Rapped on the accents

Many search algorithms that I have used in the internet and locally installed software are lenient about punctuation and diacritical parsley such as accent aigu and Umlaut. As I remember, Google used to silently "normalize" in the background (ö and oe giving approximately the same results for German words), but it doesn't do that anymore.

The Diccionario de la lengua Española, maintained by the Real Academia Española, is unforgiving. Rereading Nerval's El desdichado, I wanted to know what the Academia had to say about desdichado. There is a "coloq." subentry saying sin malicia, pusilánime. Since the English congenerics have very distinct meanings, I wanted to check the Spanish. I entered pusilanime without bothering about the accent, and got this:
La palabra pusilanime no está registrada en el Diccionario. Las que se muestran a continuación tienen una escritura cercana.

* pusilánime
Since there was only one entry "in the vicinity" of what I entered, I thought: the software might just as well have opened to that result. But no, it knuckles me to acknowledge that "á" is not "a" in Spanish orthography. This is not a case where I would say (formulating as a native English speaker) that "the accent makes a difference" in meaning, apart from indicating the syllable to be stressed . But then si (if) and (yes) are completely different words.
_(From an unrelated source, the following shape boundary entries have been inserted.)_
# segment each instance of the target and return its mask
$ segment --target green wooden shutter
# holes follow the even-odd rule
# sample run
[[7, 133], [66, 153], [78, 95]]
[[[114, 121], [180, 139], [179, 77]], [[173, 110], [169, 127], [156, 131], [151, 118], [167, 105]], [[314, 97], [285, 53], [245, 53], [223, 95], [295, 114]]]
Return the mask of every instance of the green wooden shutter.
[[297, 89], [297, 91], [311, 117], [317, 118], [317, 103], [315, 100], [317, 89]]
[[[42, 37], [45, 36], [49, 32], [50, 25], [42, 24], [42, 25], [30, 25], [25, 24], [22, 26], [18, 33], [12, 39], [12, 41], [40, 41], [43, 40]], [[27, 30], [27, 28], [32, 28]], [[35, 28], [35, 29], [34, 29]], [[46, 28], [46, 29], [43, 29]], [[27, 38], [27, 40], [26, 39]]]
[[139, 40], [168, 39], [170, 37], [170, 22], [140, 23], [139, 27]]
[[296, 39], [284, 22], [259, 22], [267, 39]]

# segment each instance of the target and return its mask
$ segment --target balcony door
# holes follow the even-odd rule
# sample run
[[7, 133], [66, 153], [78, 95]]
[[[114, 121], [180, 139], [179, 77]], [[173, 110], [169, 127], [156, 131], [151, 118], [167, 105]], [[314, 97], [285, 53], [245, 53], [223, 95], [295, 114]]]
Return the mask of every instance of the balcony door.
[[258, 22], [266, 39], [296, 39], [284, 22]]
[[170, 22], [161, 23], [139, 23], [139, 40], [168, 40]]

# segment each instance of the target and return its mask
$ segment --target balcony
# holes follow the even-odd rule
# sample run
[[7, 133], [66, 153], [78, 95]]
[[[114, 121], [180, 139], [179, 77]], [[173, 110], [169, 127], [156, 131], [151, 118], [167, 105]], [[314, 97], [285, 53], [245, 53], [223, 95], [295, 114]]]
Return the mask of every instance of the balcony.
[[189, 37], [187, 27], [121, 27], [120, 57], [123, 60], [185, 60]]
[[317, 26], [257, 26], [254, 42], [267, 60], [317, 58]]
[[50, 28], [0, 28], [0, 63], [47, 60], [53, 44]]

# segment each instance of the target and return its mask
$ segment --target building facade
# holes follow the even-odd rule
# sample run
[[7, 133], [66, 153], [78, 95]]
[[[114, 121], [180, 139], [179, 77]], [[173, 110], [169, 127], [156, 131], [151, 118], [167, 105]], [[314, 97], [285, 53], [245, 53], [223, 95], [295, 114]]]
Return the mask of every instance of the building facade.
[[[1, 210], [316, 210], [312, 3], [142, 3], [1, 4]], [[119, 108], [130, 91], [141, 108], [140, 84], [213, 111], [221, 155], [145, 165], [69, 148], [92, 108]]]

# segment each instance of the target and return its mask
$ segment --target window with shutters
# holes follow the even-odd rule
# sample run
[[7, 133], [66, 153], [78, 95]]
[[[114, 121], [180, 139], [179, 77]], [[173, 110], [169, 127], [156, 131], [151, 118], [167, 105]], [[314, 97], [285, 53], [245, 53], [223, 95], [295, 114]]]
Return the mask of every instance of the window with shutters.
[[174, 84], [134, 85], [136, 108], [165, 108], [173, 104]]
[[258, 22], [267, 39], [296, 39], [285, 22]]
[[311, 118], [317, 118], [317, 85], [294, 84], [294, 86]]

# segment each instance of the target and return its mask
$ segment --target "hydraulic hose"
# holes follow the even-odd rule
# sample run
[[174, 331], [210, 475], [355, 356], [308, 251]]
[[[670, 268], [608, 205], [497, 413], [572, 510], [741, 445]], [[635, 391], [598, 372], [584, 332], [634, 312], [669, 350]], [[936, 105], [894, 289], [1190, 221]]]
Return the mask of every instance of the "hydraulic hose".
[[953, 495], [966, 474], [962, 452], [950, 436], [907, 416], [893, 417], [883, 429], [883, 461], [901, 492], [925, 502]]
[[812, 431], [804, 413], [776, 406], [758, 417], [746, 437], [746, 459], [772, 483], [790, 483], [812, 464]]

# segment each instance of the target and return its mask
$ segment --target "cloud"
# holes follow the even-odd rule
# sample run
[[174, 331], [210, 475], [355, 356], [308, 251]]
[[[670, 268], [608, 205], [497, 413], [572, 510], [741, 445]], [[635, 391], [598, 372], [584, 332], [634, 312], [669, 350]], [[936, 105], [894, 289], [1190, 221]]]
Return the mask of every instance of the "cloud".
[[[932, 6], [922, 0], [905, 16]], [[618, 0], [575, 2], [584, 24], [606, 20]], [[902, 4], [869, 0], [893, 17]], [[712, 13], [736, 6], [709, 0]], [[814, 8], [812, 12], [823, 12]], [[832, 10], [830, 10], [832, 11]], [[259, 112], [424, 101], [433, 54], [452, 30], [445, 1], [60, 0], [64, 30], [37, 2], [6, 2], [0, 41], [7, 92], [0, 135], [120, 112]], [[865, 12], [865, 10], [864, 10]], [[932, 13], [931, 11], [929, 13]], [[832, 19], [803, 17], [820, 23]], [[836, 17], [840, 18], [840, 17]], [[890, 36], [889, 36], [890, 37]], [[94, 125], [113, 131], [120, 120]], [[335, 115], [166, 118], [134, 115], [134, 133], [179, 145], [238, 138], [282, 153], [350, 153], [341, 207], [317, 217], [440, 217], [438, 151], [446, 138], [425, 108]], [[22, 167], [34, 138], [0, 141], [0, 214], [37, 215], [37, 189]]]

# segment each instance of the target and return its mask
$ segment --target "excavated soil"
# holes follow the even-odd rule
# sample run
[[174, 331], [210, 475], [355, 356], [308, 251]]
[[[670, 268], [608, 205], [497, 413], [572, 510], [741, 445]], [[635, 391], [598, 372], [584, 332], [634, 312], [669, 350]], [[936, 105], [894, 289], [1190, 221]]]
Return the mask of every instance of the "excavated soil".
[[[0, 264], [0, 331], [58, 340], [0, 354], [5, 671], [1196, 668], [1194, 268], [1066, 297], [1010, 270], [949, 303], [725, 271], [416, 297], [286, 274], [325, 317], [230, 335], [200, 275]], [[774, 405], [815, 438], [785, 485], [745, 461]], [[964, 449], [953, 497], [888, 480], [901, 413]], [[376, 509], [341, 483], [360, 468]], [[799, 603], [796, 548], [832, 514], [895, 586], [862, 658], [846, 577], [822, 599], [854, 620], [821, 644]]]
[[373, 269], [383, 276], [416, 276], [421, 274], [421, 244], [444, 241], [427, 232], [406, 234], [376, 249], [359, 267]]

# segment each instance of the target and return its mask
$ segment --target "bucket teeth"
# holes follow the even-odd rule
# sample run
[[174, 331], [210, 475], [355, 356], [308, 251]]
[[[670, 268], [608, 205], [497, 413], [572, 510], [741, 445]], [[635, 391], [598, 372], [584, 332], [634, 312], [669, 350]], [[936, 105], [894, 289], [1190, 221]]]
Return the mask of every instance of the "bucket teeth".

On the whole, I should just take the rap and purge the "diacritical parsley" idea from my head. It makes life easier.


Noetica said...

Stu, you can make Diccionario de la lengua Española ignore diacriticals. Just select "Búsqueda sin signos diacríticos", next to where you type in the item you are searching for. See other options, too. The present online version is less severe than the CD-ROM version that I have installed on my hard-drive.

El Desdichado, eh? I translated it some time ago myself. A haunted piece, by a haunted poet.

Stuart said...

Thanks for the tip, Noetica. Unfortunately, selecting "Búsqueda sin signos diacríticos" for pusilanime still results in the knuckle-rap I described.

With "sin signos diacríticos", a search for turns up both and si, as expected. When I selected "Búsqueda por aproximación" and searched for , I got exactly . This surprised me, because I thought "por aproximación" would cover "sin signos diacríticos". But in fact they've separated out these issues in a pleasing way. The Ayuda explains that "por aproximación" means poco a poco, taking one algorithm after another.

> Búsqueda por aproximación (por defecto).
> Aplica sucesivamente los tres tipos de búsquedaposteriores, hasta lograr resultados.
> Comienza por la búsqueda exacta, que es la más precisa, y termina por la
> semejanza fonético-ortográfica, la más amplia.

I found the word "posteriores" here to be briefly distracting, since it drags in the order in which the four modalidades de consulta *currently* appear in the Ayuda, and in the drop-down list on the browser page. I regard presentation order as a supervenient feature that should not intrude in discussion, planning or explanation of underlying algorithms. The only order that is relevant to understanding how this stuff functions is that of the three search modes apart from "Búsqueda por aproximación".

This fourth search mode stands in no order relationship to the other three. To the end of user convenience, of course, in accordance with tradition, a "default" setting will usually appear as the first one in a list. But the search modes would function just as well if the "default" setting appeared last on the list. I program for a living, and have learned to be very severe in seeing to it that algorithmic design and UI design are kept quite distinct.

Noetica said...

Now I understand. I had read too fast. I agree with you on the general point: these things could be made a lot more intuitive and friendly. Certainly TLFi could, as you have pointed out elsewhere. Frustrating, that one: so much power with so clunky an interface.